Create/Read/Update/Deleted , Event information is sent in the Websocket,
giving the web client information that is necessary to send the proper 
REST request to fetch exactly the thing the CRUD that happend in server.

e.g. WS sends UsersListChangedEvent {"ListChangedTrigger: "ItemModified" , "IdOfItem":"XXXX#3232" , "UserExtrainformation":" Enough info to let the client decide if it relevant for it to fetch the changed data"}

I found that using WS [Only for using Event Data] and REST [To consume the data ]is better because:

[1] Separation between reading and writing model, Imagine you want to add some runtime information when your data is retrieved when its read from REST , that is now achieved because you are not mixing Write & Read models like in 1.

[2] Lets say other platform , not necessarily web client will consume this data. so you just change the Event trigger from WS to the new way, and use REST to consume the data.

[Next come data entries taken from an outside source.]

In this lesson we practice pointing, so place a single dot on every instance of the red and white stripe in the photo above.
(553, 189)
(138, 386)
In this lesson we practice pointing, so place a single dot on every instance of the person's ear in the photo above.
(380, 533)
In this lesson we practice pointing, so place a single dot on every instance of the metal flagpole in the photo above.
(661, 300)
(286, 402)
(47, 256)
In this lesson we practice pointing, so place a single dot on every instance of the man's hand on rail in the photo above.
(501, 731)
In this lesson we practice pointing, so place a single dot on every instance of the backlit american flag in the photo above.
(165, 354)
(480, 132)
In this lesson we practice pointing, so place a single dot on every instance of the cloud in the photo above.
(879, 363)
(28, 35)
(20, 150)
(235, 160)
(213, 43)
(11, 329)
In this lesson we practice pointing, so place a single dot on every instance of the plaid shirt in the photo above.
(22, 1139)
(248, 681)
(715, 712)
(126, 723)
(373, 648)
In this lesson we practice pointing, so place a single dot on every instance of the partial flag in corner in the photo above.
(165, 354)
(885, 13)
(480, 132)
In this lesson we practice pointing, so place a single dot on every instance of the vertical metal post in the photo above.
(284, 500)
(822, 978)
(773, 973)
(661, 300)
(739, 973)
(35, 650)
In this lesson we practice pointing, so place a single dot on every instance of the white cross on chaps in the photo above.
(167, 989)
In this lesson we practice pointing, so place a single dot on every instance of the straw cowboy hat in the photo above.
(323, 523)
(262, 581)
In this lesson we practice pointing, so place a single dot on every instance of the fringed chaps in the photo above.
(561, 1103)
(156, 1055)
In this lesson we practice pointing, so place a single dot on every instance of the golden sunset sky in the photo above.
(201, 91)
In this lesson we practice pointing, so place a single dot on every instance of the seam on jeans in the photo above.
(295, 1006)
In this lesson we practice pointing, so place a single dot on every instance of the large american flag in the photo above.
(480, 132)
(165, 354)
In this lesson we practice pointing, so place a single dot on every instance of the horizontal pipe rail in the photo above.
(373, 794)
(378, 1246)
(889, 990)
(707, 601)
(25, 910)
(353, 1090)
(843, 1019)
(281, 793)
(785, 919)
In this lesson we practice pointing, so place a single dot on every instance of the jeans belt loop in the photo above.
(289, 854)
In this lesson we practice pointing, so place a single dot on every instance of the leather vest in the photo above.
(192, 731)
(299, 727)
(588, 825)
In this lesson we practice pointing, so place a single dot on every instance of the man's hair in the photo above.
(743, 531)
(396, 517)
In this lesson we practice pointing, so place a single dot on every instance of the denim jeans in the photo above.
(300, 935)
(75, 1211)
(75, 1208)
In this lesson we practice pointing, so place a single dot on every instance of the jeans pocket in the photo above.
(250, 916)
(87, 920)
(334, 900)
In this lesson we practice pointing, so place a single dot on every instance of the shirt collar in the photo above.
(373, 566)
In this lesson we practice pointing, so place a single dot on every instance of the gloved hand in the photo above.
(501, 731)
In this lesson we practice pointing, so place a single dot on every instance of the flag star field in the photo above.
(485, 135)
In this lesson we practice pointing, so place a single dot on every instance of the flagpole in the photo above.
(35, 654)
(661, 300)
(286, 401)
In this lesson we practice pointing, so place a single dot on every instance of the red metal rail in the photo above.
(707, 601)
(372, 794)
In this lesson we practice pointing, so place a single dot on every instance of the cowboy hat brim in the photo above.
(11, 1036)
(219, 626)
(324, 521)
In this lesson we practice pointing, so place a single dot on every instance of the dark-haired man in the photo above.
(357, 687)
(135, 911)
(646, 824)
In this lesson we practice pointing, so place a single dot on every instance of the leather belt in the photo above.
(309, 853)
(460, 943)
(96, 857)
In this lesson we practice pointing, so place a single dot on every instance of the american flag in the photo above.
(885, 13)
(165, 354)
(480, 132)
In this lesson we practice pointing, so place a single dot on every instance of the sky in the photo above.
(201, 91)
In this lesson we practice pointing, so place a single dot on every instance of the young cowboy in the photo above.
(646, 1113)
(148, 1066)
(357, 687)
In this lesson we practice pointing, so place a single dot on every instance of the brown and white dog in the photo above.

[3] Client do not need to write 2 ways to read the new/modified data. usually there is also code that reads the data when the page loads , and not
through the websocket , this code now can be used twice , once when page loads , and second when WS triggered the specific event.

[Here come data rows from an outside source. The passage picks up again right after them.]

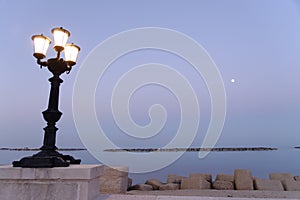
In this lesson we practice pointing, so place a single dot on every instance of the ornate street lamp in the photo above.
(48, 156)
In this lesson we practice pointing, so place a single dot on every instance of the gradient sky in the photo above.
(255, 42)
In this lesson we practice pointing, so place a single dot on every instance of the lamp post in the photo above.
(49, 156)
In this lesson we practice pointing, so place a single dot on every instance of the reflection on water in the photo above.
(261, 163)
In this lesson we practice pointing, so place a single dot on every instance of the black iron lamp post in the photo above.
(49, 156)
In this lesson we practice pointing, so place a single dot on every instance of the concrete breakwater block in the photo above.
(169, 186)
(281, 176)
(114, 180)
(74, 182)
(291, 185)
(155, 183)
(172, 178)
(225, 177)
(243, 179)
(143, 187)
(270, 185)
(207, 177)
(223, 185)
(195, 183)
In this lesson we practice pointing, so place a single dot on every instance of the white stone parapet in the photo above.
(77, 182)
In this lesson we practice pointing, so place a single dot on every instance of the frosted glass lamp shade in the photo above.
(71, 54)
(41, 44)
(60, 36)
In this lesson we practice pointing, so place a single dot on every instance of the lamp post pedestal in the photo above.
(48, 156)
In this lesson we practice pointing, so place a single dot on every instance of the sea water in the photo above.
(261, 163)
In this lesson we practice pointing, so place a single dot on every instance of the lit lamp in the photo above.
(49, 156)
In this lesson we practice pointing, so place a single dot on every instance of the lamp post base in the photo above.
(46, 159)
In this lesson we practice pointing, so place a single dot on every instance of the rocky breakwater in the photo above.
(192, 149)
(241, 180)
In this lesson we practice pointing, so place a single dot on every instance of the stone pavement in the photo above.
(203, 195)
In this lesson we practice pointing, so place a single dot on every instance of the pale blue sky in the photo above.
(256, 42)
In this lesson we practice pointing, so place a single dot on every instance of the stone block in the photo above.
(195, 183)
(129, 182)
(172, 178)
(169, 186)
(291, 185)
(143, 187)
(270, 185)
(225, 177)
(74, 182)
(223, 185)
(207, 177)
(154, 182)
(281, 176)
(243, 179)
(114, 180)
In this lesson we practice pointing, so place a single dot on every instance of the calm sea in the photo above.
(261, 163)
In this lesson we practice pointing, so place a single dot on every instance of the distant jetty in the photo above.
(37, 149)
(193, 149)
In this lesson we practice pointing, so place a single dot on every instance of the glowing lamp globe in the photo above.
(41, 44)
(60, 36)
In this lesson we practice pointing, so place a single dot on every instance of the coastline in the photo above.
(218, 149)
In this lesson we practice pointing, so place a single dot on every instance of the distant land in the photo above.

[4] Maybe the client do not want to fetch the new User because its showing currently only a view of old Data[E.g. users] , and new data changes is not in its interest to fetch ?



回答8:

I personally have used Idea B in production and am very satisfied with the results. We use http://www.axonframework.org/, so every change or creation of an entity is published as an event throughout the application. These events are then used to update several read models, which are basically simple Mysql tables backing one or more queries. I added some interceptors to the event processors that update these read models so that they publish the events they just processed after the data is committed to the DB.

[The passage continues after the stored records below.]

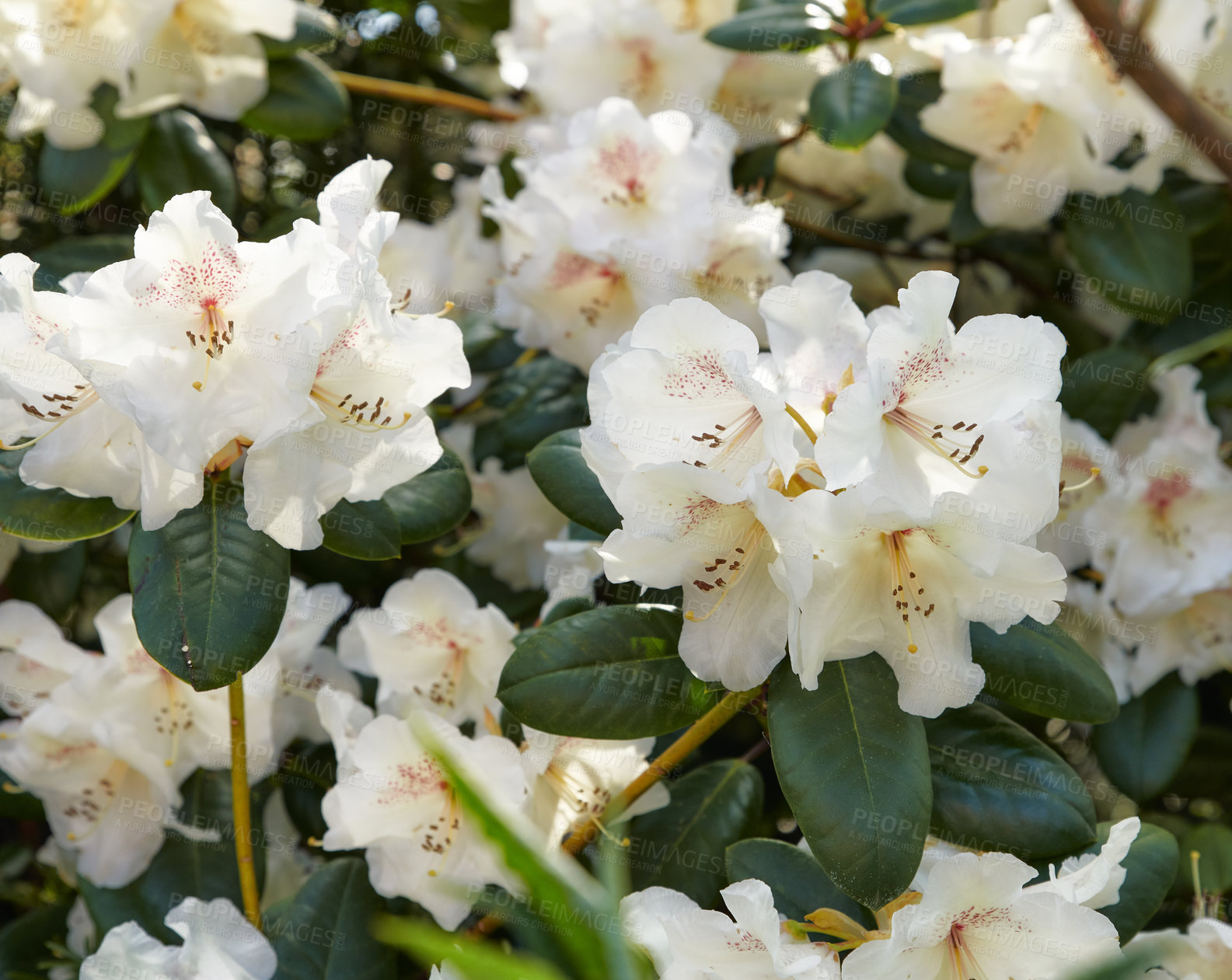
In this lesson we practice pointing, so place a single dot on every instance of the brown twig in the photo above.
(1133, 57)
(408, 92)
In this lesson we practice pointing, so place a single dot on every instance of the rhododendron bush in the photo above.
(566, 490)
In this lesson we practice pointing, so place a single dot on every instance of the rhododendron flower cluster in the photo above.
(870, 484)
(292, 354)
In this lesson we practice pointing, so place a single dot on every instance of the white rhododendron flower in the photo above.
(574, 53)
(573, 779)
(944, 408)
(515, 518)
(204, 340)
(218, 944)
(431, 647)
(77, 441)
(1164, 529)
(107, 748)
(882, 581)
(684, 385)
(686, 941)
(368, 430)
(1202, 953)
(1035, 112)
(448, 261)
(693, 527)
(630, 212)
(35, 657)
(976, 919)
(210, 57)
(281, 689)
(1095, 879)
(392, 799)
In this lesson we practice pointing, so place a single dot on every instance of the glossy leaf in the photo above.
(323, 933)
(471, 958)
(1150, 870)
(1104, 387)
(316, 29)
(368, 529)
(1135, 249)
(787, 27)
(611, 672)
(434, 503)
(51, 514)
(556, 882)
(206, 868)
(179, 155)
(682, 846)
(798, 883)
(1147, 743)
(305, 101)
(77, 180)
(208, 591)
(996, 787)
(560, 470)
(1042, 670)
(850, 106)
(907, 12)
(854, 769)
(534, 400)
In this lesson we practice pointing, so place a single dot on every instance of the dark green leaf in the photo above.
(472, 958)
(178, 155)
(51, 514)
(568, 607)
(50, 579)
(1135, 250)
(798, 883)
(75, 180)
(914, 92)
(305, 100)
(611, 672)
(754, 168)
(82, 254)
(323, 933)
(1146, 744)
(965, 225)
(434, 503)
(316, 29)
(1042, 670)
(1104, 387)
(23, 941)
(553, 881)
(204, 868)
(368, 529)
(1150, 870)
(535, 400)
(1214, 846)
(560, 470)
(850, 106)
(920, 12)
(305, 775)
(934, 180)
(790, 27)
(682, 845)
(854, 769)
(208, 591)
(996, 787)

Publishing of events is done through STOMP over web sockets. It is made very simple is you use Spring's Web Socket support (https://docs.spring.io/spring/docs/current/spring-framework-reference/html/websocket.html). This is how I wrote it:

@Override
protected void dispatch(Object serializedEvent, String topic, Class eventClass) {
    Map<String, Object> headers = new HashMap<>();
    headers.put("eventType", eventClass.getName());
    messagingTemplate.convertAndSend("/topic" + topic, serializedEvent, headers);
}

I wrote a little configurer that uses Springs bean factory API so that I can annotate my Axon event handlers like this:

@PublishToTopics({
    @PublishToTopic(value = "/salary-table/{agreementId}/{salaryTableId}", eventClass = SalaryTableChanged.class),
    @PublishToTopic(
            value = "/salary-table-replacement/{agreementId}/{activatedTable}/{deactivatedTable}",
            eventClass = ActiveSalaryTableReplaced.class
    )
})

Of course, that is just one way to do it. Connecting on the client side may look something like this:

var connectedClient = $.Deferred();

function initialize() {
    var basePath = ApplicationContext.cataDirectBaseUrl().replace(/^https/, 'wss');
    var accessToken = ApplicationContext.accessToken();
    var socket = new WebSocket(basePath + '/wss/query-events?access_token=' + accessToken);
    var stompClient = Stomp.over(socket);

    stompClient.connect({}, function () {
        connectedClient.resolve(stompClient);
    });
}


this.subscribe = function (topic, callBack) {
    connectedClient.then(function (stompClient) {
        stompClient.subscribe('/topic' + topic, function (frame) {
            callBack(frame.headers.eventType, JSON.parse(frame.body));
        });
    });
};

initialize();


回答9:

i prefer the A, it allows client the flexibility whether or not to update the existing data.

also with this method, implementation and access control becomes much more easier.

for example you can simply broadcast the userUpdated event to all users, this saves having a client list for do specific broadcasts and the Access Controls and Authentications applied for your REST Route wont have to change to reapplied again because the client is gonna make a GET request again.

Many things depends on the what kind of application you are making.